Solve convex reformulations using CVXPY as a interface to different interior-point solvers.

CVXPY provides a framework for denoting and solving convex optimization problems. The framework is compatible with a variety of solvers (mainly interior point methods); see choosing a solver for details. Note that some solvers may require additional libraries and/or licences to be installed.

model

the model that should be optimized.

solver

the underlying solver to use with CVXPY.

solver_kwargs

a dictionary of keyword arguments to be passed directly to the underlying solver.

clean_sol

whether or not to clean the solution using a proximal-gradient step.

Notes:
  • This solver only supports computation on CPU. The user’s choice of

    device will be overridden if necessary.

class scnn.solvers.ExactConeDecomposition

Two-step method for approximately optimizing ReLU models.

ConeDecomposition first solves the Gated ReLU problem,

\[\min_{u} L\left(\sum_{D_i \in \mathcal{D}} D_i X u_{i}), y\right) + \lambda R(u),\]

and then decomposes the solution \(u^*\) onto the Minkowski differences \(K_i - K_i\) to approximate the ReLU training problem.
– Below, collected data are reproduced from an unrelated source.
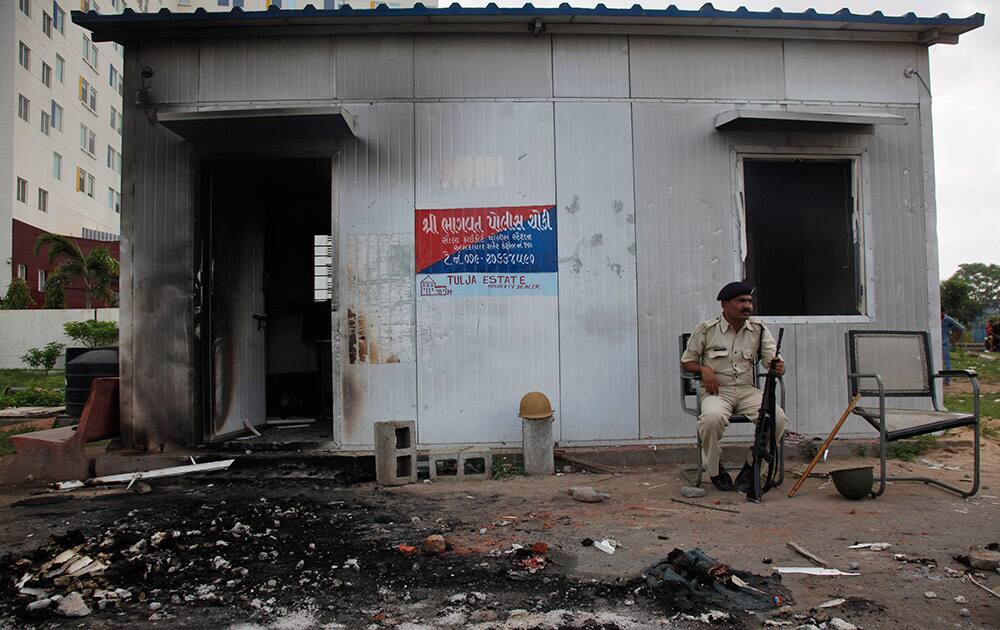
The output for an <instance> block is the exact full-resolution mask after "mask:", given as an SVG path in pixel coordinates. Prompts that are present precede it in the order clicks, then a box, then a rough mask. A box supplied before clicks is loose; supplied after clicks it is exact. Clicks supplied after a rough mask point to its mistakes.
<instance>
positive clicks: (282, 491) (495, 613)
mask: <svg viewBox="0 0 1000 630" xmlns="http://www.w3.org/2000/svg"><path fill="white" fill-rule="evenodd" d="M968 439H969V434H968V433H964V434H963V433H960V434H958V435H957V436H951V437H950V438H949V440H948V443H949V444H951V446H947V447H944V448H938V449H935V450H933V451H931V452H930V453H928V454H926V455H925V456H923V457H922V459H924V460H926V461H925V462H921V458H918V459H917V460H916V461H914V462H912V463H907V464H902V463H898V462H896V463H893V464H892V471H891V472H893V471H895V472H903V471H906V472H911V473H913V474H928V473H929V474H931V475H936V476H940V477H941V478H944V479H951V480H952V481H956V482H957V481H959V480H961V479H963V478H964V477H966V476H968V475H969V474H970V471H971V463H972V458H971V450H970V448H968V446H962V444H961V442H962V440H968ZM871 463H872V460H871V458H867V459H863V458H859V457H856V456H851V457H844V456H842V457H836V456H831V460H830V461H829V462H827V463H825V464H821V465H820V467H818V469H817V470H818V471H828V470H832V469H836V468H847V467H851V466H854V465H863V464H864V465H866V464H871ZM938 464H940V465H941V468H937V469H935V470H931V467H936V466H937V465H938ZM803 466H804V464H803V463H802V462H801V461H795V460H793V461H791V462H790V469H791V470H795V469H797V468H798V469H801V468H802V467H803ZM956 467H957V469H955V468H956ZM982 475H983V479H982V489H981V490H980V493H979V495H978V496H976V497H974V498H973V499H970V500H963V499H961V498H959V497H957V496H955V495H953V494H951V493H947V492H944V491H942V490H939V489H935V488H933V487H928V486H924V485H923V484H913V483H894V484H892V485H890V487H889V488H888V490H887V492H886V494H885V495H883V496H882V497H880V498H879V499H877V500H871V499H864V500H861V501H848V500H845V499H843V498H841V497H840V496H839V495H838V494H837V492H836V490H835V489H834V487H833V484H832V483H830V482H828V481H827V480H825V479H809V480H808V481H807V482H806V484H805V486H804V487H803V489H802V490H801V491H800V492H799V494H798V495H797V496H796V497H794V498H791V499H789V498H788V497H787V496H786V493H787V491H788V490H789V489H790V488H791V485H792V483H793V482H794V478H792V477H788V478H786V480H785V483H784V485H783V486H782V487H781V488H778V489H776V490H774V491H772V492H770V493H769V494H767V495H766V496H765V497H764V501H763V502H762V503H760V504H750V503H747V502H745V501H744V500H743V497H742V495H739V494H735V493H721V492H718V491H715V490H714V489H713V488H711V486H708V493H707V496H706V497H704V498H695V499H691V501H693V502H695V503H698V504H699V505H702V506H710V507H722V508H728V509H732V510H737V511H738V512H739V513H738V514H736V513H730V512H723V511H717V510H712V509H706V508H705V507H695V506H691V505H686V504H681V503H676V502H673V501H672V498H680V497H681V493H680V489H681V487H682V486H683V485H685V482H684V480H683V476H682V474H681V471H680V469H679V468H678V467H663V468H658V469H652V468H634V469H631V470H628V471H627V472H626V473H625V474H620V475H610V474H588V473H583V472H574V473H569V474H560V475H559V476H553V477H544V478H539V477H514V478H511V479H507V480H491V481H479V482H473V481H465V482H453V481H447V482H435V483H432V484H416V485H411V486H403V487H398V488H377V487H375V486H374V485H373V484H371V483H350V481H351V480H350V479H345V478H344V477H343V476H342V475H337V474H331V473H329V472H324V471H314V470H298V471H297V472H295V473H294V474H286V473H281V474H278V473H277V472H275V474H267V473H266V472H265V473H262V472H261V471H260V470H258V469H250V470H240V469H238V468H237V469H231V470H229V471H226V472H225V473H217V474H213V475H206V476H203V477H197V478H194V477H186V478H174V479H170V480H159V481H151V482H150V486H151V491H150V492H148V493H146V494H140V493H137V492H135V491H125V490H123V489H122V488H110V489H83V490H77V491H73V492H68V493H62V494H58V493H52V492H47V491H45V489H44V488H43V487H42V486H40V485H33V486H23V485H20V486H3V487H0V548H2V550H3V553H4V554H6V555H5V557H4V558H3V559H2V560H0V580H2V582H0V628H29V627H46V628H48V627H52V628H57V627H66V628H69V627H73V628H77V627H85V628H111V627H115V628H154V627H156V628H239V629H246V630H249V629H251V628H274V629H275V630H279V629H280V630H293V629H302V630H305V629H308V628H335V627H351V628H354V627H359V628H363V627H376V628H377V627H398V628H406V629H412V628H446V627H450V628H458V627H462V628H464V627H480V628H570V627H579V628H640V627H671V628H698V627H708V626H709V625H711V626H713V627H728V628H757V627H772V626H774V627H782V626H784V627H790V628H796V627H800V626H804V627H806V628H812V627H824V626H823V625H822V624H824V623H826V626H825V627H829V628H835V627H836V628H847V627H850V626H847V625H841V624H842V623H847V624H853V625H854V626H856V627H863V628H996V627H1000V598H997V597H994V596H992V595H991V594H989V593H987V592H986V591H984V590H982V589H980V588H979V587H977V586H976V585H975V584H973V583H972V582H971V581H969V580H968V578H967V577H966V571H967V568H966V567H965V566H963V565H962V564H960V562H959V561H957V560H956V559H955V556H959V555H962V554H966V553H968V549H969V547H971V546H978V545H983V546H985V545H987V544H989V543H994V542H996V541H997V540H998V539H1000V498H998V497H1000V445H998V444H997V443H996V442H994V441H991V440H985V441H984V450H983V463H982ZM579 485H590V486H594V487H596V488H598V489H599V490H603V491H605V492H607V493H608V495H609V498H608V499H607V500H606V501H604V502H602V503H581V502H578V501H575V500H574V499H572V498H571V497H570V496H569V495H568V493H567V489H568V488H569V487H571V486H579ZM435 534H439V535H442V536H443V537H444V539H445V541H446V544H447V549H446V550H445V551H443V552H439V551H423V550H422V549H421V546H422V544H423V543H424V541H425V539H426V538H427V537H428V536H431V535H435ZM588 538H589V539H593V540H597V541H600V540H603V539H612V540H614V541H617V543H618V545H619V547H618V548H617V549H616V551H615V553H614V554H613V555H608V554H605V553H603V552H601V551H599V550H598V549H596V548H594V547H593V546H584V545H583V544H581V541H582V540H584V539H588ZM788 542H796V543H798V544H800V545H801V546H803V547H805V548H806V549H808V550H809V551H811V552H812V553H814V554H816V555H818V556H820V557H821V558H823V559H824V560H826V561H827V563H828V564H829V566H831V567H835V568H838V569H841V570H843V571H845V572H848V571H850V572H857V573H860V575H859V576H842V577H820V576H805V575H784V576H783V577H782V578H781V579H778V578H777V577H772V572H773V571H774V569H775V568H776V567H789V566H796V567H806V566H811V565H810V563H809V562H808V561H807V560H806V559H805V558H802V557H801V556H799V555H797V554H796V553H795V552H794V551H792V550H791V549H790V548H789V547H788V546H786V543H788ZM856 542H867V543H876V542H886V543H890V544H891V547H889V548H888V549H886V550H883V551H871V550H867V549H864V550H852V549H848V548H847V547H848V546H849V545H851V544H853V543H856ZM538 543H542V544H540V545H539V544H538ZM399 545H404V547H403V548H400V547H399ZM407 545H409V546H413V547H415V548H416V549H413V550H411V549H410V548H409V547H406V546H407ZM515 545H521V546H523V548H522V549H515V547H514V546H515ZM693 548H699V549H701V550H702V551H703V552H704V553H705V554H707V555H708V556H710V557H711V558H714V559H715V560H717V561H718V563H721V564H724V565H727V566H728V570H729V571H731V572H732V573H734V574H736V575H737V576H738V577H742V578H743V580H744V581H745V582H746V583H748V584H749V585H750V586H751V587H752V588H756V589H758V590H759V591H760V596H757V594H756V593H755V592H754V591H752V590H745V591H741V589H739V588H737V587H734V586H732V585H731V584H730V585H728V586H720V585H718V584H714V585H713V584H709V583H706V586H705V590H704V591H697V592H689V591H688V590H686V589H684V588H677V587H676V586H671V585H669V584H666V583H656V582H655V581H653V582H650V581H647V580H645V579H643V577H642V576H643V573H644V571H647V570H648V569H650V567H652V566H653V565H656V564H657V563H660V562H661V561H662V560H664V559H665V558H667V556H668V554H670V553H671V551H672V550H674V549H681V550H691V549H693ZM67 549H76V550H77V551H79V552H81V554H87V555H88V556H91V557H94V558H101V559H103V560H102V561H103V562H105V563H106V564H107V565H108V566H107V568H106V569H104V571H103V572H102V573H100V574H98V575H94V576H90V578H89V579H80V580H76V581H73V580H69V579H63V580H62V582H63V583H62V584H58V583H57V582H59V581H60V578H59V577H58V576H55V577H51V578H46V577H44V574H45V571H42V567H43V566H44V564H45V563H46V561H49V560H51V559H52V558H53V557H54V556H56V555H57V554H59V553H60V552H61V551H64V550H67ZM895 554H905V556H906V557H907V558H908V561H902V560H900V559H897V558H895V557H894V555H895ZM352 561H353V562H352ZM661 566H662V565H661ZM852 567H856V568H852ZM47 569H48V568H47ZM25 573H31V574H36V575H40V576H41V577H39V578H38V579H35V580H32V581H29V582H27V583H26V585H27V586H28V587H29V588H32V587H38V588H42V589H45V590H46V594H48V595H51V594H65V592H67V591H68V589H70V588H72V589H75V590H77V591H78V592H81V594H83V595H84V600H85V601H86V603H87V604H88V606H90V607H91V608H92V609H93V612H92V613H91V614H90V615H89V616H87V617H83V618H68V619H67V618H63V617H59V616H55V615H54V614H53V613H52V610H53V609H54V607H55V604H53V605H52V606H51V607H50V608H48V609H45V610H43V611H40V612H38V613H32V614H29V613H27V612H26V605H27V602H29V601H31V600H32V599H34V597H29V598H24V597H23V596H22V597H19V596H18V595H17V590H18V589H17V588H15V586H14V582H15V580H18V578H20V577H22V576H23V575H24V574H25ZM973 575H978V577H977V578H976V579H977V580H978V581H979V582H980V583H981V584H984V585H986V586H988V587H991V588H993V589H994V590H1000V573H997V572H992V573H987V572H979V573H978V574H973ZM63 577H64V576H63ZM116 589H119V590H117V591H116ZM713 589H714V590H713ZM125 591H127V593H126V592H125ZM928 592H933V593H934V594H935V595H936V596H935V597H933V598H931V597H929V596H927V593H928ZM109 593H110V594H109ZM115 593H117V594H115ZM775 595H779V596H780V597H781V598H782V599H783V600H784V601H783V602H780V605H775V604H774V603H773V597H774V596H775ZM37 596H40V595H35V597H37ZM741 597H742V599H741ZM754 598H756V599H754ZM955 598H964V603H958V602H956V601H955ZM835 599H844V600H845V601H844V602H843V603H841V604H839V605H836V606H833V607H829V608H822V609H819V608H817V607H818V606H819V605H820V604H821V603H824V602H827V601H830V600H835ZM101 600H103V601H104V602H105V603H104V604H103V605H104V608H103V610H101V609H99V607H98V605H97V603H98V601H101ZM959 601H960V602H961V601H963V600H961V599H960V600H959ZM748 608H749V609H754V610H751V611H749V612H748ZM962 609H966V610H967V612H968V616H963V614H962ZM713 610H717V611H723V612H725V613H727V614H728V618H724V619H720V620H718V621H714V622H712V621H710V619H712V618H713V617H715V616H718V615H716V614H715V613H710V611H713ZM710 615H711V616H710ZM833 618H837V619H838V620H842V621H831V620H832V619H833ZM808 624H813V625H808Z"/></svg>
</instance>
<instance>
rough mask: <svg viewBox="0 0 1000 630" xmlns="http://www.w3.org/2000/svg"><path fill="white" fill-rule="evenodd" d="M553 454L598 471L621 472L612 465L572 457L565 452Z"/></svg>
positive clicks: (574, 457) (560, 458) (584, 467)
mask: <svg viewBox="0 0 1000 630" xmlns="http://www.w3.org/2000/svg"><path fill="white" fill-rule="evenodd" d="M555 456H556V458H557V459H561V460H564V461H567V462H569V463H571V464H576V465H577V466H580V467H583V468H591V469H593V470H596V471H598V472H603V473H614V474H620V473H621V471H620V470H618V469H617V468H615V467H614V466H608V465H605V464H598V463H597V462H591V461H587V460H585V459H580V458H579V457H573V456H572V455H567V454H566V453H556V454H555Z"/></svg>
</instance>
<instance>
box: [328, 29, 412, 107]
mask: <svg viewBox="0 0 1000 630" xmlns="http://www.w3.org/2000/svg"><path fill="white" fill-rule="evenodd" d="M337 96H338V97H339V98H342V99H351V98H403V97H408V96H413V37H412V36H408V35H384V36H374V35H373V36H370V37H342V38H340V39H338V40H337Z"/></svg>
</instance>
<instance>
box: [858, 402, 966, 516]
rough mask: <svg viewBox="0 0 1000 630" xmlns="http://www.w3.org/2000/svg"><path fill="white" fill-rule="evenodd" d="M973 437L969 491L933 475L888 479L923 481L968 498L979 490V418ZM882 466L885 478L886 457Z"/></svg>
mask: <svg viewBox="0 0 1000 630" xmlns="http://www.w3.org/2000/svg"><path fill="white" fill-rule="evenodd" d="M973 439H974V440H975V446H974V447H973V453H974V455H973V471H972V488H971V489H970V490H968V491H966V490H962V489H961V488H959V487H958V486H953V485H951V484H947V483H945V482H943V481H940V480H938V479H933V478H931V477H889V478H888V479H889V481H920V482H923V483H926V484H929V485H932V486H937V487H939V488H942V489H944V490H948V491H949V492H954V493H955V494H957V495H959V496H961V497H963V498H966V499H967V498H969V497H971V496H973V495H974V494H976V493H977V492H979V461H980V452H979V422H978V420H977V422H976V424H975V425H974V428H973ZM882 466H883V468H882V477H883V478H885V461H884V459H883V465H882ZM883 485H884V483H883ZM878 494H882V492H881V491H880V492H879V493H878ZM875 496H878V495H875Z"/></svg>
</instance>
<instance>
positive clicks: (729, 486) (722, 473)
mask: <svg viewBox="0 0 1000 630" xmlns="http://www.w3.org/2000/svg"><path fill="white" fill-rule="evenodd" d="M712 485H713V486H715V487H716V488H718V489H719V490H722V491H723V492H732V490H733V478H732V477H730V476H729V473H727V472H726V469H725V468H723V467H722V464H719V474H718V475H716V476H714V477H712Z"/></svg>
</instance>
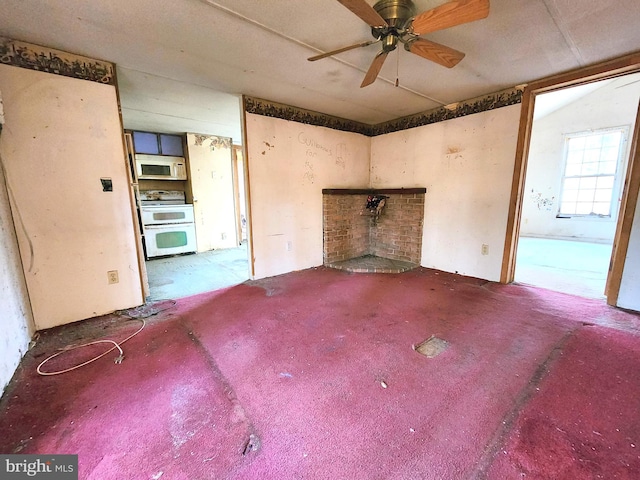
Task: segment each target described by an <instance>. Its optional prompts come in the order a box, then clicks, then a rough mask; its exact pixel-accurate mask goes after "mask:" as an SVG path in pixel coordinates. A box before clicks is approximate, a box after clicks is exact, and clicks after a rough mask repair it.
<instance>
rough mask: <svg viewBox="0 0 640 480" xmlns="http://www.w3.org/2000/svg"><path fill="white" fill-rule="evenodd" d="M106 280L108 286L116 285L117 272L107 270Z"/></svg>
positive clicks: (116, 270)
mask: <svg viewBox="0 0 640 480" xmlns="http://www.w3.org/2000/svg"><path fill="white" fill-rule="evenodd" d="M107 279H108V281H109V285H111V284H113V283H118V282H119V281H120V279H119V278H118V271H117V270H109V271H108V272H107Z"/></svg>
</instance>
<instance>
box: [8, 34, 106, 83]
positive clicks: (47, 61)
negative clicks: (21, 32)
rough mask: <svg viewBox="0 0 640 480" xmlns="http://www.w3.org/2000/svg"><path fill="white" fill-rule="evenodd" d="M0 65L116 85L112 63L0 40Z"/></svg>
mask: <svg viewBox="0 0 640 480" xmlns="http://www.w3.org/2000/svg"><path fill="white" fill-rule="evenodd" d="M0 63H3V64H5V65H11V66H14V67H21V68H27V69H30V70H38V71H40V72H47V73H53V74H55V75H62V76H65V77H72V78H78V79H80V80H89V81H91V82H98V83H104V84H107V85H115V83H116V80H115V74H114V72H115V68H114V65H113V63H110V62H105V61H102V60H95V59H93V58H88V57H82V56H80V55H75V54H73V53H67V52H63V51H61V50H55V49H53V48H48V47H41V46H39V45H33V44H31V43H26V42H21V41H19V40H11V39H10V38H5V37H0Z"/></svg>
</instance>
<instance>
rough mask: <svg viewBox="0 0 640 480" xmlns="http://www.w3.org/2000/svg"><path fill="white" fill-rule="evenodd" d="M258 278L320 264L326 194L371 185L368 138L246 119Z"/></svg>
mask: <svg viewBox="0 0 640 480" xmlns="http://www.w3.org/2000/svg"><path fill="white" fill-rule="evenodd" d="M246 125H247V128H246V142H247V152H248V157H247V161H248V175H249V185H250V196H251V222H252V223H251V228H252V238H253V255H254V258H255V275H254V276H255V278H262V277H269V276H273V275H279V274H282V273H286V272H290V271H294V270H302V269H304V268H310V267H315V266H318V265H322V189H323V188H362V187H366V186H368V183H369V157H370V139H369V138H368V137H365V136H363V135H359V134H356V133H349V132H342V131H337V130H331V129H328V128H324V127H316V126H311V125H304V124H301V123H296V122H289V121H286V120H280V119H277V118H271V117H263V116H260V115H254V114H246Z"/></svg>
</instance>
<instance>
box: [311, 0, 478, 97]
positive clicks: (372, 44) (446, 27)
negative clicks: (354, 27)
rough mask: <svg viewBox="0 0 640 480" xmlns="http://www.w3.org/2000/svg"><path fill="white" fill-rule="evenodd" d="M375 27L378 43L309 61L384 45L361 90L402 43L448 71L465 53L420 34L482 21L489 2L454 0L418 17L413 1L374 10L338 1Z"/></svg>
mask: <svg viewBox="0 0 640 480" xmlns="http://www.w3.org/2000/svg"><path fill="white" fill-rule="evenodd" d="M338 1H339V2H340V3H341V4H342V5H344V6H345V7H347V8H348V9H349V10H351V11H352V12H353V13H355V14H356V15H357V16H358V17H360V18H361V19H362V20H363V21H365V22H366V23H367V24H368V25H369V26H370V27H371V33H372V35H373V37H374V38H375V40H370V41H368V42H362V43H357V44H355V45H349V46H348V47H343V48H339V49H337V50H333V51H331V52H327V53H323V54H321V55H316V56H314V57H311V58H309V59H308V60H309V61H311V62H314V61H316V60H320V59H321V58H326V57H331V56H333V55H337V54H338V53H342V52H346V51H348V50H352V49H354V48H360V47H367V46H369V45H373V44H374V43H378V42H381V43H382V50H381V51H380V52H379V53H378V54H377V55H376V56H375V58H374V59H373V62H371V66H370V67H369V70H368V71H367V74H366V75H365V77H364V80H363V81H362V84H361V85H360V88H362V87H366V86H367V85H371V84H372V83H373V82H374V81H375V80H376V78H377V77H378V74H379V73H380V70H381V69H382V65H383V64H384V61H385V60H386V58H387V55H388V54H389V53H390V52H392V51H393V50H395V49H396V47H397V46H398V42H400V43H402V44H404V48H405V50H407V51H408V52H411V53H415V54H416V55H419V56H421V57H423V58H426V59H427V60H431V61H432V62H436V63H438V64H440V65H443V66H445V67H448V68H452V67H455V66H456V65H457V64H458V63H459V62H460V60H462V59H463V58H464V53H462V52H459V51H458V50H454V49H453V48H449V47H447V46H445V45H441V44H439V43H435V42H432V41H430V40H426V39H424V38H420V35H424V34H426V33H431V32H435V31H438V30H443V29H445V28H449V27H455V26H456V25H461V24H463V23H468V22H473V21H475V20H481V19H483V18H486V17H487V16H488V15H489V0H452V1H450V2H447V3H445V4H443V5H440V6H439V7H436V8H433V9H431V10H427V11H425V12H422V13H419V14H416V6H415V5H414V3H413V1H412V0H379V1H378V2H377V3H376V4H375V5H374V6H373V7H372V6H371V5H369V4H368V3H367V2H366V1H365V0H338Z"/></svg>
The cone decomposition is solved exactly using interior-point methods and CVXPY…

class scnn.solvers.LeastSquaresSolver(model: Model, solver: str = 'lsmr', max_iters: int = 1000, tol=1e-06)

Direct solver for the unregularized or \(\ell_2\)-regularized Gated ReLU training problem.

The Gated ReLU problem with no regularization or \(\ell_2\) regularization is

\[F(u) = \frac{1}{2}\|\sum_{D_i \in \mathcal{D}} D_i X u_{i} - y\|_2^2 + \lambda \sum_{D_i \in \mathcal{D}} \|u_i\|_2^2.\]

This is a convex quadratic problem equivalent to ridge regression which this optimizer solves using conjugate-gradient (CG) type methods. Either LSMR [1] or LSQR [2] can be used; implementations are provided by scipy.sparse.linalg. See SOL for details on these methods.

model

the model that should be optimized.

solver

the underlying CG-type solver to use.

max_iters

the maximum number of iterations to run the optimization method.

tol

the tolerance for terminating the optimization procedure early.

Notes

  • This solver only supports computation on CPU. The user’s choice of

    backend will be overridden if necessary.

  • This solver only supports L2

    regularization or no regularization.

References

[1] D. C.-L. Fong and M. A. Saunders, LSMR: An iterative algorithm

for sparse least-squares problems, SIAM J. Sci. Comput. 33:5, 2950-2971, published electronically Oct 27, 2011.

[2] C. C. Paige and M. A. Saunders, LSQR: An algorithm for sparse linear equations and sparse least squares, TOMS 8(1), 43-71 (1982)

class scnn.solvers.Optimizer(model: Model)

Base class for optimizers.

model

the model that should be optimized.

class scnn.solvers.RFISTA(model: Model, max_iters: int = 10000, tol: float = 1e-06)

Fast proximal-gradient solver for Gated ReLU models.

This optimizer solves the convex Gated ReLU training problem by directly minimizing the convex reformulation,

\[F(u) = L\left(\sum_{D_i \in \mathcal{D}} D_i X u_{i}), y\right) + \lambda R(u),\]

where \(L\) is a convex loss function, \(R\) is a regularizer, and \(\lambda\) is the regularization strength.

model

the model to be optimized.

max_iters

the maximum number of iterations to run the solver.

tol

the tolerance for terminating the optimization procedure early; tol will be checked against the squared norm of the minimum-norm subgradient.